Pada kehidupan kepercayaan ini, manusia mulai berinisiatif untuk mendirikan bangunan batu berukuran besar sebagai tempat pemujaan roh nenek moyang. Budaya megalitikum inilah yang menjadi ciri khas asli dari nenek moyang Indonesia, sebelum menerima pengaruh dari hindu, islam, serta kolonial.

Kubur Batu Peninggalan Zaman Megalitikum. Foto: Pinterest.

Peninggalan Zaman Megalitikum

Benda-benda peninggalan zaman ini meliputi:

Dolmen merupakan meja sesaji untuk menyembah nenek moyang yang terbuat dari batu. Dolmen memiliki bentuk pipih dan horizontal. Selain digunakan sebagai tempat menaruh sesaji, dolmen juga digunakan untuk menutup sarkofagus.
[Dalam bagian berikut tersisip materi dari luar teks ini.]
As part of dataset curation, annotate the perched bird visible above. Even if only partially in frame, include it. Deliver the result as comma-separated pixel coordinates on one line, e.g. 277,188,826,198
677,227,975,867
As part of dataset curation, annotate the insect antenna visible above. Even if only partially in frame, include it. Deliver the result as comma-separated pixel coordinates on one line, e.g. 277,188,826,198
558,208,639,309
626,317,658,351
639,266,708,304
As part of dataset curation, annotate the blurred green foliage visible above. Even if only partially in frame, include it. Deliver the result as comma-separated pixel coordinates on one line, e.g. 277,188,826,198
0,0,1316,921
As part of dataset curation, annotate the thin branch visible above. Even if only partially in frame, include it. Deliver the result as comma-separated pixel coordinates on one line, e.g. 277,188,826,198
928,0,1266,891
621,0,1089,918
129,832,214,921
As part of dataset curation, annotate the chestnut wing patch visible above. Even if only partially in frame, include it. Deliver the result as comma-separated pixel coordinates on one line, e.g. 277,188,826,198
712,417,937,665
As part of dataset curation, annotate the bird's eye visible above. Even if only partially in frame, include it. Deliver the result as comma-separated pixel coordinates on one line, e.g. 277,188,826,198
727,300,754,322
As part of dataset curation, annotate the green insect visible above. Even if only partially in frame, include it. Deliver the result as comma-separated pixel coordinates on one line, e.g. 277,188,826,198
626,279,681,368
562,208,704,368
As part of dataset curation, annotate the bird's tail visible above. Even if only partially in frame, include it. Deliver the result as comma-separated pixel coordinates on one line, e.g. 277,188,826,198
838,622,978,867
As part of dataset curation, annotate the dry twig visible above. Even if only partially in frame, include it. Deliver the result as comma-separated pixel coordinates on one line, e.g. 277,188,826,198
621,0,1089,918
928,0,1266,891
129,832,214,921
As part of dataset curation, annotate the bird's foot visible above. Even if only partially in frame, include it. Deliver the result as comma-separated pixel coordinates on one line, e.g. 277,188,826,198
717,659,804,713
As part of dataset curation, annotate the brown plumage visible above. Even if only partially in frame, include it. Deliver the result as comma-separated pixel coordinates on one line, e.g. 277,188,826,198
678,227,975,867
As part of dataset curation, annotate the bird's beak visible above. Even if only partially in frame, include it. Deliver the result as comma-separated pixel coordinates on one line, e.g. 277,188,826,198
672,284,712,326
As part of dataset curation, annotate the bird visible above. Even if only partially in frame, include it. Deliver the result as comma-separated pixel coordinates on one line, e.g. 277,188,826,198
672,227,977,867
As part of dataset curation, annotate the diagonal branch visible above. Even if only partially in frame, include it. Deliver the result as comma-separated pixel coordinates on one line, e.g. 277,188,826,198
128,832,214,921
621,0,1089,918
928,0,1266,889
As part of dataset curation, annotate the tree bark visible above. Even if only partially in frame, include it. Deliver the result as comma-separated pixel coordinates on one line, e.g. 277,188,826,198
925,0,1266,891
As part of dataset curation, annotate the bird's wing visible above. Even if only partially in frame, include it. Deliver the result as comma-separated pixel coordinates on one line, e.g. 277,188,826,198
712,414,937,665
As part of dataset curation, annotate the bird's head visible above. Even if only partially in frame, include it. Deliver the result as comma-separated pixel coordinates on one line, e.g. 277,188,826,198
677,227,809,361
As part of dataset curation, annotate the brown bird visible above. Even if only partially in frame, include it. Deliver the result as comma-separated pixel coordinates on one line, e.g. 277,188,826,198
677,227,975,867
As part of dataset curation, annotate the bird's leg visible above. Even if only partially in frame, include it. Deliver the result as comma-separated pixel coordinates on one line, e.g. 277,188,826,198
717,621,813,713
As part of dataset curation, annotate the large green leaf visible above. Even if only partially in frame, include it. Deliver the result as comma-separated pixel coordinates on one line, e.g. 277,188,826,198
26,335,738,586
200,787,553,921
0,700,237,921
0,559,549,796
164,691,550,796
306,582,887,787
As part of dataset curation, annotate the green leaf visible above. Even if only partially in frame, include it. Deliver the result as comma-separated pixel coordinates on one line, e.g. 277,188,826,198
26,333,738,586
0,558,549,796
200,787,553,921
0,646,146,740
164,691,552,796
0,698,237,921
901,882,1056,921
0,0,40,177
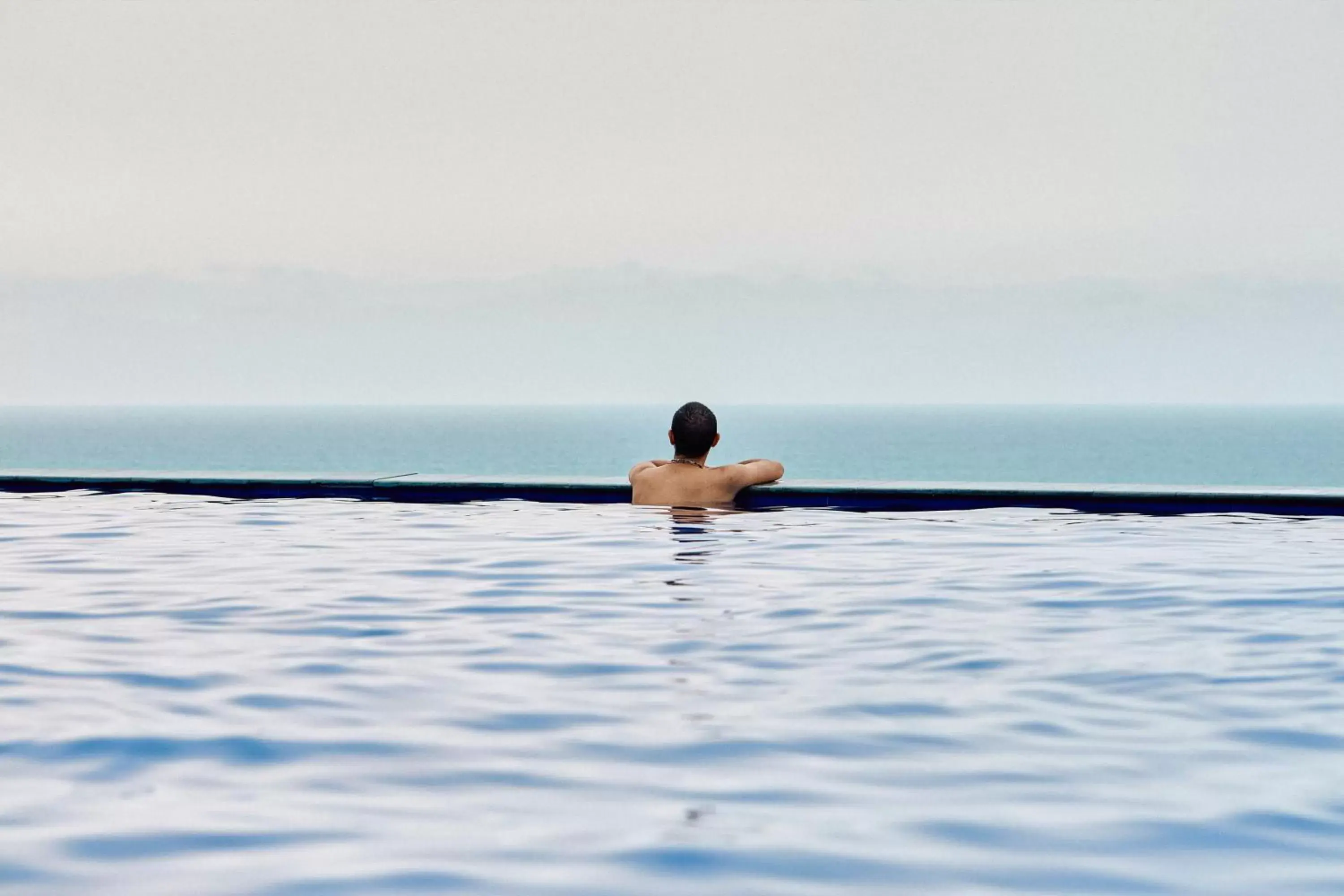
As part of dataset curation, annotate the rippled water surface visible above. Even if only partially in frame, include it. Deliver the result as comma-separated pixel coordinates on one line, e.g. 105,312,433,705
0,494,1344,895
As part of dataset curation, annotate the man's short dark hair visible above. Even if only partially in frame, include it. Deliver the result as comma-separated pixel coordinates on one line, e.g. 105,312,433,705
672,402,719,457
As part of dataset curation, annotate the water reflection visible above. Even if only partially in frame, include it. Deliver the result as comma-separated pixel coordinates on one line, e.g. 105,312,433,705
668,508,741,564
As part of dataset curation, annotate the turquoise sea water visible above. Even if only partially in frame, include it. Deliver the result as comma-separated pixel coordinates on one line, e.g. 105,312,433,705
0,407,1344,486
0,493,1344,896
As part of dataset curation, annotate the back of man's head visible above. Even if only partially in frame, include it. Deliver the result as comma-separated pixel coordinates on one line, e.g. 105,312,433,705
672,402,719,457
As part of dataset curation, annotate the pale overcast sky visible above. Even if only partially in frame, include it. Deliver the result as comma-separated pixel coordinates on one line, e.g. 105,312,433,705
0,0,1344,403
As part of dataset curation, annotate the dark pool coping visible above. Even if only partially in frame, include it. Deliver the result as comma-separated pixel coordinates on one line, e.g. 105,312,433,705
8,470,1344,516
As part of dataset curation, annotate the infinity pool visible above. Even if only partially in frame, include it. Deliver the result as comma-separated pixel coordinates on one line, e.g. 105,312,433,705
0,493,1344,895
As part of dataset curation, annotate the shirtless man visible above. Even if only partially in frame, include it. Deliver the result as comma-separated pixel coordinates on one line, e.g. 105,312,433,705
630,402,784,508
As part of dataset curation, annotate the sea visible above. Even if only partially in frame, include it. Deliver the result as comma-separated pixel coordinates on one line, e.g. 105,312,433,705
0,409,1344,896
0,406,1344,487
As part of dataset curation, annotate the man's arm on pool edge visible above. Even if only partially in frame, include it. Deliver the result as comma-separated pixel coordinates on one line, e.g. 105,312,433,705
726,457,784,489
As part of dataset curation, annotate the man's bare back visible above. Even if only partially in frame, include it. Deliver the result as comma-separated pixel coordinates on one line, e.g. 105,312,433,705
630,402,784,508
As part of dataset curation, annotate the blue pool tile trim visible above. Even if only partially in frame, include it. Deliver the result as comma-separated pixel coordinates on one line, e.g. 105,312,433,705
8,470,1344,516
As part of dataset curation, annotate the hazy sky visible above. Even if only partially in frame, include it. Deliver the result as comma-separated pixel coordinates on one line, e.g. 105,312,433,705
0,0,1344,403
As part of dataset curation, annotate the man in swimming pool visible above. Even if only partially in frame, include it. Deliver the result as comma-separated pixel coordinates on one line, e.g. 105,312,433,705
630,402,784,508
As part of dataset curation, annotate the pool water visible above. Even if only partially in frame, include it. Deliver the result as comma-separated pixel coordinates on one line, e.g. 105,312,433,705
0,493,1344,895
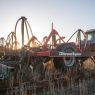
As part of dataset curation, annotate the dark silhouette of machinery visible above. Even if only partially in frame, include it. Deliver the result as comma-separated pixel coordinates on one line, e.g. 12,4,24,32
0,16,95,94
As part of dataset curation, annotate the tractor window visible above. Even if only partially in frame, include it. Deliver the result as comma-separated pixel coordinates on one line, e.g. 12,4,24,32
88,33,93,40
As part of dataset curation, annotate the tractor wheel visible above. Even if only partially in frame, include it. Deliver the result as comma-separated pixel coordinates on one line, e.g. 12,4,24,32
56,43,77,67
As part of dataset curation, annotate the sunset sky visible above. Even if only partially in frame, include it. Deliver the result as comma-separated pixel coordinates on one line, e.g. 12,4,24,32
0,0,95,41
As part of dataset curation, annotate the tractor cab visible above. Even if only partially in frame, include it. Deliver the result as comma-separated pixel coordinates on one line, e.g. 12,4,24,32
85,29,95,51
86,29,95,42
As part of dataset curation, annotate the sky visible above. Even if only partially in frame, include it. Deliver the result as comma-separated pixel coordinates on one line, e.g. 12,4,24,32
0,0,95,41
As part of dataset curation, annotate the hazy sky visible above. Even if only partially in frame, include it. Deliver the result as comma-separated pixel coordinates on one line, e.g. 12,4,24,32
0,0,95,41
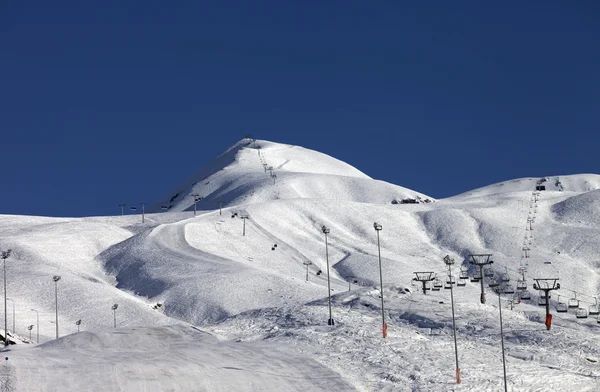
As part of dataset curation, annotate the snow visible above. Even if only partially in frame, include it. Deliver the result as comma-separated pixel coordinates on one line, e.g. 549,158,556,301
0,140,600,391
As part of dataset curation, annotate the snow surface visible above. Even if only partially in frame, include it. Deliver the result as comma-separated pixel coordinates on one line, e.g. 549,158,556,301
0,141,600,391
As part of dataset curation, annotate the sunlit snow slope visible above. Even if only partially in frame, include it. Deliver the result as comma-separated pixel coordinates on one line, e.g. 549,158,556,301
151,139,433,212
0,140,600,391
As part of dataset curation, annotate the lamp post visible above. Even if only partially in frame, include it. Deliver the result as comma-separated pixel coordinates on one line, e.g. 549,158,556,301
31,309,40,344
190,193,202,216
321,226,335,325
112,304,119,328
373,222,387,338
52,275,60,339
302,260,312,282
7,298,16,335
0,249,12,347
444,255,460,384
Sesuai namanya, benda ini digunakan untuk menyimpan jenazah. Umumnya kubur batu digunakan untuk menguburkan jenazah ketua atau pemimpin daerah setempat. Kubur batu sendiri banyak ditemukan di Bali, Wonosari (Yogyakarta), Cepu (Jawa Tengah), dan Bondowoso (Jawa Timur).

Sarkofagus atau yang pada zaman sekarang dikenal dengan peti jenazah yang bentuknya menyerupai lesung dan umumnya memiliki penutup. Pada dinding muka sarkofagus terdapat ukiran manusia dan bintang yang dipercaya memiliki kekuatan magis. Sarkofagus banyak ditemukan di Bali dan Bondowoso.

Punden berundak merupakan banguan yang disusun secara bertingkat. Hal tersebut kemudian menjadi konsep dasar pembangunan candi-candi pada zaman kerajaan. Punden berundak digunakan untuk melakukan pemujaan terhadap roh nenek moyang.

Menhir merupakan sebuah tugu batu tegak yang biasanya ditaruh di tempat tertentu untuk memeringati orang-orang yang telah meninggal. Hal ini berhubungan dengan konsep kepercayaan dinamisme.

Konsep dinamisme ini mengatakan bahwa arwah kakek dan nenek moyang atau orang telah meninggal, menetap di tempat-tempat tertentu dan orang yang masih hidup harus memberikan penghormatan.

Arca batu merupakan patung dengan bentuk menyerupai binatang atau manusia. Di Pasemah, Sumatera Selatan terdapat arca yang dinamakan batu gajah. Batu gajah merupakan bongkahan batu besar yang terdapat ukiran wajah manusia di atasnya. Ukiran tersebut dipercaya merupakan wujud dari nenek moyang.

Di Bali, waruga merupakan kubur batu yang tidak memiliki tutup. Sementara di Minahasa, waruga yang ada merupakan waruga yang dikenal banyak orang. Waruga yang ada di Minahasa terdiri dari dua bagian. Bagian atas berbentuk segitiga layaknya atap rumah, sedangkan bagian bawah berbentuk kotak vertikal dengan rongga di tengahnya.